Relationships of MDN to OS and RFS rates. Figure 2a shows the Kaplan-Meier OS and RFS curves for these patients after initial hepatic resection. Patients with MDN ≥30 had significantly poorer prognosis than those with MDN <30, with 5-year OS rates of 23.4% and 63.7%, respectively (p=0.0006; Figure 2a). MDN was also significantly prognostic of RFS, with patients with MDN ≥30 having significantly poorer prognosis than those with MDN <30 (p=0.018; Figure 2b).
Discussion
CRLM may present synchronously in 15-25% of CRC patients, with an additional 30% developing metastases during the course of the disease. Hepatic resection is the only potentially curative treatment for CRLM and may improve patient prognosis (15). Although approximately 20% of patients have potentially resectable metastases and a better chance of long-term survival (16), there is no definitive criteria for selection of resectable CRLM. Thus, defining resectable CRLM and developing treatment strategies are crucially important.

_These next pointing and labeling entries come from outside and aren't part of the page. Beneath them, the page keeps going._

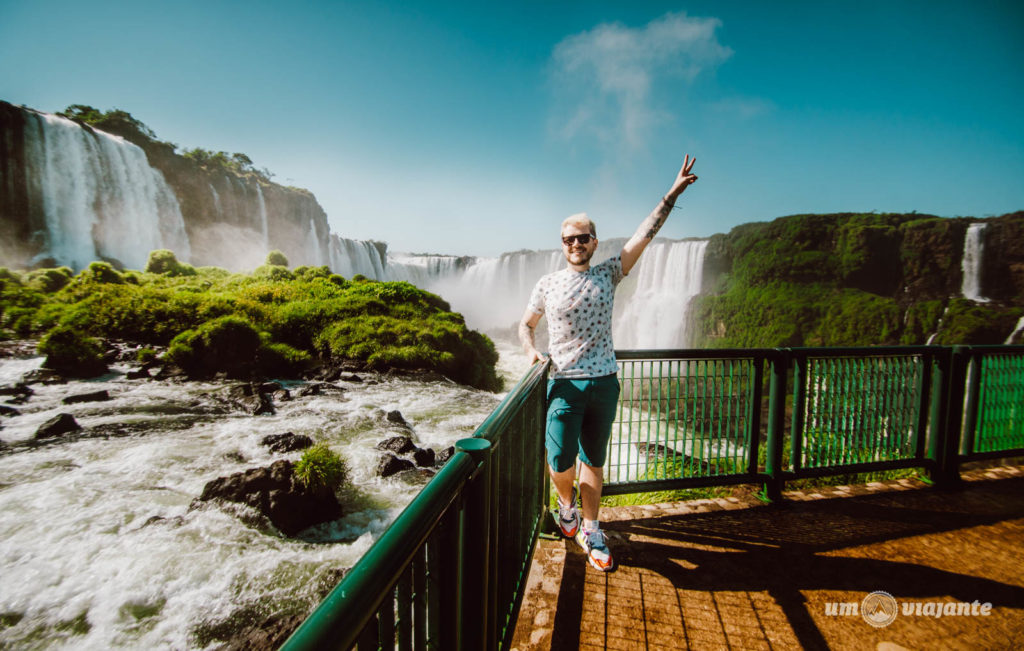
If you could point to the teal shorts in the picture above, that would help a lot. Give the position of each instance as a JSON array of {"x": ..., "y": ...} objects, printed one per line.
[{"x": 580, "y": 417}]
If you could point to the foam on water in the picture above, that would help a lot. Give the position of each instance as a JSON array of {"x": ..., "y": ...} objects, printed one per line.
[{"x": 100, "y": 547}]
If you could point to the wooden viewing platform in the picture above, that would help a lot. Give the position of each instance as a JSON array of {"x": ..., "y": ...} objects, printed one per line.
[{"x": 735, "y": 573}]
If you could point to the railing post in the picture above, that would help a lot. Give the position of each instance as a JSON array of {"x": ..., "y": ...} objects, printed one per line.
[
  {"x": 971, "y": 405},
  {"x": 776, "y": 424},
  {"x": 949, "y": 469},
  {"x": 476, "y": 610}
]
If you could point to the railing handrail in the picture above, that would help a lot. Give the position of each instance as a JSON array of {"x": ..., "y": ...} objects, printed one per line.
[
  {"x": 340, "y": 618},
  {"x": 934, "y": 389}
]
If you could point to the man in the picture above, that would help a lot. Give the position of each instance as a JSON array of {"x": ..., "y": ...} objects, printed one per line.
[{"x": 583, "y": 391}]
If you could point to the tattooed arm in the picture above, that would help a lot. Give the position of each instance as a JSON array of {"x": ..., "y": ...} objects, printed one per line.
[
  {"x": 527, "y": 331},
  {"x": 649, "y": 227}
]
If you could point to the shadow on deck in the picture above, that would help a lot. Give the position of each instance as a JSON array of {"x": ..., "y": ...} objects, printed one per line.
[{"x": 733, "y": 573}]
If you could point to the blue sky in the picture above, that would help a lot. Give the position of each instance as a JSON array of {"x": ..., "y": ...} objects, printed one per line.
[{"x": 474, "y": 128}]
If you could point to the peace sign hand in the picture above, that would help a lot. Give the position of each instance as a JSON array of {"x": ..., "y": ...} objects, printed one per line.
[{"x": 684, "y": 178}]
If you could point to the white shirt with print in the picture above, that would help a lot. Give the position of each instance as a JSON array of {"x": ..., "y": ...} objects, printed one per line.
[{"x": 579, "y": 306}]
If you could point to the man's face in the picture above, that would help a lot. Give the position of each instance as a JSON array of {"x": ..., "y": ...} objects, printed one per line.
[{"x": 576, "y": 251}]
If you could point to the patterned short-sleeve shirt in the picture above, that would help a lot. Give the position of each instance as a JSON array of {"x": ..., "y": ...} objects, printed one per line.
[{"x": 579, "y": 306}]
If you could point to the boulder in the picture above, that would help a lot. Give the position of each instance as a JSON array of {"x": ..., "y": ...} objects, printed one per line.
[
  {"x": 287, "y": 442},
  {"x": 391, "y": 465},
  {"x": 443, "y": 456},
  {"x": 94, "y": 396},
  {"x": 19, "y": 392},
  {"x": 424, "y": 458},
  {"x": 397, "y": 444},
  {"x": 250, "y": 399},
  {"x": 57, "y": 426},
  {"x": 278, "y": 494},
  {"x": 396, "y": 418}
]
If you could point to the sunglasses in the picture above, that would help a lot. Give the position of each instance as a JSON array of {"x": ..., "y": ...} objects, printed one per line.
[{"x": 582, "y": 239}]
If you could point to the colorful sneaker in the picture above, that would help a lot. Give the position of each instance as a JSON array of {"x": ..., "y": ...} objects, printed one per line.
[
  {"x": 595, "y": 544},
  {"x": 568, "y": 516}
]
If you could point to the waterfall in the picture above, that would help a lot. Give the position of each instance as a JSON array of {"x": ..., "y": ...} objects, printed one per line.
[
  {"x": 99, "y": 197},
  {"x": 216, "y": 201},
  {"x": 349, "y": 257},
  {"x": 492, "y": 293},
  {"x": 312, "y": 245},
  {"x": 974, "y": 247},
  {"x": 1017, "y": 337},
  {"x": 264, "y": 223},
  {"x": 654, "y": 316}
]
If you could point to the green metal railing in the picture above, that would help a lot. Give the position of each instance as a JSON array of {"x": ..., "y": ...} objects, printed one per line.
[
  {"x": 449, "y": 572},
  {"x": 702, "y": 418}
]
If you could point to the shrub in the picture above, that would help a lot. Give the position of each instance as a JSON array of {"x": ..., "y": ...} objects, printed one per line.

In Japan, there are five criteria for hepatectomy in patients with CRLM: (i) patient ability to tolerate surgery; (ii) primary tumor control or possibility of control; (iii) ability to completely resect the metastatic liver tumor; (iv) absence or possibility of control of extrahepatic metastases; and (v) adequate function of the remaining liver (17). CRLM treatment strategies in Japan do not limit tumor number or size.
Previous reports have shown that the number of tumors, largest tumor diameter, LN metastases of the primary tumor, CA19-9 concentration before hepatic resection and extrahepatic metastatic disease were predictive factors of survival after surgical resection of CRLM (15). These factors resulted in a nomogram prediction of disease-free survival following hepatic resection in patients with CRLM (18), but it was complicated in clinical use because of many risk factors.
Regarding to tumor number or size of CRLM, a previous report showed that the presence of ≥3 tumors and tumor size >8 cm (19) and >10 cm (20), as well as ≥1 tumor and tumor size >5 cm (21), were negatively prognostic of OS. Other studies have reported that the presence of ≥3 tumors and tumor size >5 cm (22) and the presence of ≥4 tumors and tumor size >5 cm (23) were negatively prognostic. However, the significance of the dimensions of metastatic lesions as prognostic factors in CRLM surgery is controversial. Indeed, two independent studies found that the dimensions of metastases were not associated with local recurrence or 5-year survival rates (24, 25). Thus, only the dimensions of metastases cannot be considered an exclusion criterion for surgery, unless they compromise the resection margins or the residual functional parenchyma (24).
On the other hand, in the HCC, The Milan criteria limited the adaptation of liver transplantation to one lesion smaller than 5 cm or up to 3 lesions smaller than 3cm, and it is representing an approximate volume of tumor. Even in the CRLM, simple criteria for resectability especially focusing on tumor volume are required.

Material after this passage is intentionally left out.